Some general advantages and disadvantages of emulation

Advantages

  • In theory full emulation enables us to recreate the full functionality and exact look and feel of a digital object's performance. It is therefore an attractive approach for preserving complex digital objects and those where appearance or functionality are identified as significant properties.
  • In contrast to migration, the focus of emulation is on changing the environment rather than the digital object itself, thus lessening the risk of data loss through repeated migration cycles.
  • Oltmans and Kol have concluded that emulation is more cost-effective for preserving large collections, despite the relatively high initial costs for developing an emulation device; in contrast, migration applies to all the objects in a collection repetitively, creating high ongoing costs. However, the need for chaining emulators in the future may detract from this.
  • The emulation approach can be implemented at a higher level than the migration approach, so rather than developing conversion solutions per format institutions can develop emulation solutions per environment.
  • It means that records in obscure formats do not have to be abandoned; in theory if the creating hardware/software can be emulated, all the records created in that environment can be recreated.
  • Regardless of the principal preservation approach adopted by a digital repository, emulation could be useful as a backup mechanism that would provide access to the 'digital original' form of each record and may be necessary for the extraction of digital objects from older technological environments.

Disadvantages

  • As yet, emulation has not been widely tested as a long-term digital preservation strategy, and further practical tests are essential before more definitive conclusions about its reliability can be drawn.
  • An emulation system may require the user to master completely unfamiliar technology in order to understand an archival digital record, and technological developments are incredibly rapid; for instance, many have already forgotten how to use relatively recent word processing programs like Wordstar. This problem could potentially be addressed by developing different means or levels of access.
  • Selecting an emulation strategy also involves buying into a migration strategy because emulators themselves become obsolete, so it becomes necessary to replace the old emulator with a new one, or to create a new emulator that allows the old emulator to work on new platforms.
  • Most emulation approaches will involve preserving or emulating proprietary software which is covered by patent, licence or other IPR. This is a major issue and must be addressed by any institution introducing an emulation strategy; it is unclear yet whether the Gowers Review will alter this situation.
  • The concept of 'exact original look and feel' is itself debatable; can it therefore be preserved by emulation?
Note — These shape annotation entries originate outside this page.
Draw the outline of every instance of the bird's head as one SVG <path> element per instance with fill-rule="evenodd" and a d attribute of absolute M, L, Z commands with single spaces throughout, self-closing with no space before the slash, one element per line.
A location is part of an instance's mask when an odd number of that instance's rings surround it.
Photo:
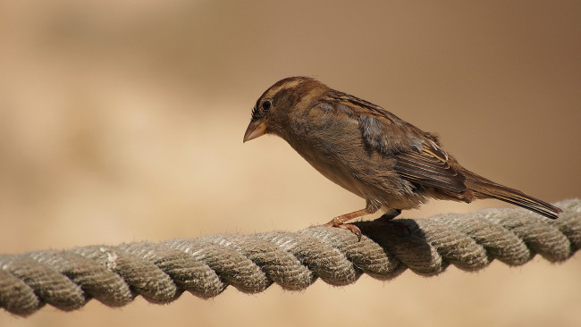
<path fill-rule="evenodd" d="M 328 88 L 308 77 L 290 77 L 270 87 L 252 109 L 250 123 L 243 141 L 275 134 L 285 138 L 290 125 L 290 115 L 308 109 L 316 96 Z"/>

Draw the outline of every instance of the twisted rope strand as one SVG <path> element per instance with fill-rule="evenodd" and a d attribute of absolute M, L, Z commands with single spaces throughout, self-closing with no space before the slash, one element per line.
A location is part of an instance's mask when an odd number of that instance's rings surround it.
<path fill-rule="evenodd" d="M 246 293 L 273 283 L 299 290 L 317 278 L 339 286 L 363 273 L 389 280 L 409 269 L 432 276 L 450 264 L 474 272 L 493 259 L 524 264 L 535 254 L 562 262 L 581 246 L 581 199 L 555 205 L 564 212 L 554 221 L 519 208 L 491 208 L 397 223 L 359 222 L 360 242 L 349 231 L 317 226 L 0 255 L 0 307 L 24 316 L 46 303 L 75 310 L 93 298 L 110 306 L 138 295 L 161 304 L 184 291 L 215 297 L 228 285 Z"/>

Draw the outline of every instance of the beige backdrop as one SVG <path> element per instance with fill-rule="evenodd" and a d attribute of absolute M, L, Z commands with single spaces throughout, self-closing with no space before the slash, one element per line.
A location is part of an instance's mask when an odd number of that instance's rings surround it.
<path fill-rule="evenodd" d="M 282 140 L 257 96 L 305 74 L 437 131 L 466 166 L 581 196 L 581 3 L 4 1 L 0 253 L 295 231 L 364 201 Z M 404 217 L 504 206 L 431 202 Z M 578 326 L 579 255 L 477 273 L 274 285 L 168 306 L 46 306 L 2 326 Z"/>

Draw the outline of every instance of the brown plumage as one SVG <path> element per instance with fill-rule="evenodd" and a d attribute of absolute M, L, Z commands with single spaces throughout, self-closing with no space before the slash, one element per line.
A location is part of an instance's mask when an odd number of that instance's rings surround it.
<path fill-rule="evenodd" d="M 257 101 L 244 135 L 285 139 L 324 176 L 366 201 L 366 208 L 328 224 L 384 210 L 395 217 L 429 198 L 497 198 L 555 219 L 561 210 L 462 167 L 438 138 L 370 102 L 307 77 L 282 80 Z"/>

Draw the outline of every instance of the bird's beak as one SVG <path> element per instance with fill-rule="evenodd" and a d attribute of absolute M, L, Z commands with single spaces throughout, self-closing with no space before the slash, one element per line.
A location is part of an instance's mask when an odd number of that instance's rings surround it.
<path fill-rule="evenodd" d="M 249 141 L 250 139 L 257 138 L 266 133 L 266 122 L 264 120 L 250 122 L 248 127 L 244 133 L 244 140 L 242 142 Z"/>

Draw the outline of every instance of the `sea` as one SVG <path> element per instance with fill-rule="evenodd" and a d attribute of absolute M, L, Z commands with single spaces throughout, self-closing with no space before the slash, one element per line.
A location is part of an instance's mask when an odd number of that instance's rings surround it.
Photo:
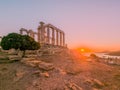
<path fill-rule="evenodd" d="M 107 53 L 84 53 L 85 56 L 90 56 L 91 54 L 95 54 L 96 56 L 100 58 L 120 59 L 120 56 L 108 55 Z"/>

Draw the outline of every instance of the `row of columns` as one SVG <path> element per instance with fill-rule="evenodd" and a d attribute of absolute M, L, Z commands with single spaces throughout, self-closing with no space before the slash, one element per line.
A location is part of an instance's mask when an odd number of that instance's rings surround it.
<path fill-rule="evenodd" d="M 52 35 L 50 35 L 50 34 L 52 34 Z M 57 46 L 65 46 L 64 32 L 57 29 L 56 27 L 54 27 L 51 24 L 44 25 L 43 22 L 40 22 L 40 26 L 38 27 L 38 37 L 40 37 L 38 39 L 38 41 L 40 43 L 43 43 L 43 44 L 47 43 L 47 44 L 52 44 L 52 45 L 57 45 Z"/>
<path fill-rule="evenodd" d="M 50 44 L 63 47 L 65 46 L 65 33 L 51 24 L 44 24 L 43 22 L 40 22 L 38 32 L 21 28 L 20 34 L 23 34 L 23 32 L 26 32 L 27 35 L 34 39 L 35 35 L 37 35 L 37 41 L 41 45 Z"/>

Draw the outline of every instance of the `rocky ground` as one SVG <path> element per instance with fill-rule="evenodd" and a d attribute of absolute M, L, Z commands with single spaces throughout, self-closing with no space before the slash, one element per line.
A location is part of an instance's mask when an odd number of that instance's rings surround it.
<path fill-rule="evenodd" d="M 8 60 L 0 52 L 0 90 L 120 90 L 120 66 L 77 52 Z"/>

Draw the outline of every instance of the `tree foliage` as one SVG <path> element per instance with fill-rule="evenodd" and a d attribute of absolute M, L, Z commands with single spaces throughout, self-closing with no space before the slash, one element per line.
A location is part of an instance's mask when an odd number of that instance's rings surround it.
<path fill-rule="evenodd" d="M 4 50 L 11 48 L 20 50 L 37 50 L 40 44 L 28 35 L 20 35 L 17 33 L 10 33 L 4 36 L 1 41 L 1 46 Z"/>

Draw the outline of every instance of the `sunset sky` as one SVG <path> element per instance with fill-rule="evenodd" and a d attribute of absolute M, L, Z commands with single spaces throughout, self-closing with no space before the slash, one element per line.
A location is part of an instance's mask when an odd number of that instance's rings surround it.
<path fill-rule="evenodd" d="M 40 21 L 63 30 L 70 48 L 120 50 L 120 0 L 0 0 L 0 36 Z"/>

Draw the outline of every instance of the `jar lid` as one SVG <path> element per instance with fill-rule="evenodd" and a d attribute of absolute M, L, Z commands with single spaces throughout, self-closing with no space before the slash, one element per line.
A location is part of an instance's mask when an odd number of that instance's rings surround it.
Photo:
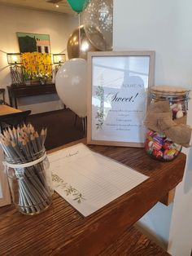
<path fill-rule="evenodd" d="M 166 94 L 185 94 L 186 92 L 189 92 L 190 90 L 183 88 L 183 87 L 178 87 L 178 86 L 155 86 L 151 87 L 150 90 L 151 92 L 156 92 L 156 93 L 166 93 Z"/>

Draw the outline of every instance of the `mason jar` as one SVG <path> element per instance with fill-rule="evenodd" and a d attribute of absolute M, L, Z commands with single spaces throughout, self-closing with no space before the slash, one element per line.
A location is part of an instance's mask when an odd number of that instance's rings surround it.
<path fill-rule="evenodd" d="M 190 90 L 181 87 L 153 86 L 150 90 L 150 104 L 158 101 L 169 103 L 172 120 L 186 124 Z M 147 129 L 145 149 L 147 154 L 160 161 L 172 161 L 182 149 L 182 146 L 168 138 L 164 133 Z"/>
<path fill-rule="evenodd" d="M 20 163 L 20 158 L 6 157 L 12 201 L 24 214 L 33 215 L 46 210 L 52 202 L 52 179 L 45 149 L 33 156 L 33 161 Z"/>

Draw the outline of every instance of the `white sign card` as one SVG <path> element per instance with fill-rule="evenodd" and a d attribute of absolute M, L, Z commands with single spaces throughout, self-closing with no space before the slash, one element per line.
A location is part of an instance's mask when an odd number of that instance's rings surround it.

Digital objects are so dependent on the environment used to render them; for instance, a user's experience of a website can differ according to what software and hardware they are using.
  • Emulation may require a large commitment in resources, and highly skilled computer programmers would be needed to write the emulator code.
  • If the UVC approach is used, large numbers of decoder programs will be necessary to cope with the variety of file formats that are available, and it may be that new UVC emulators need to be written for each new generation of hardware.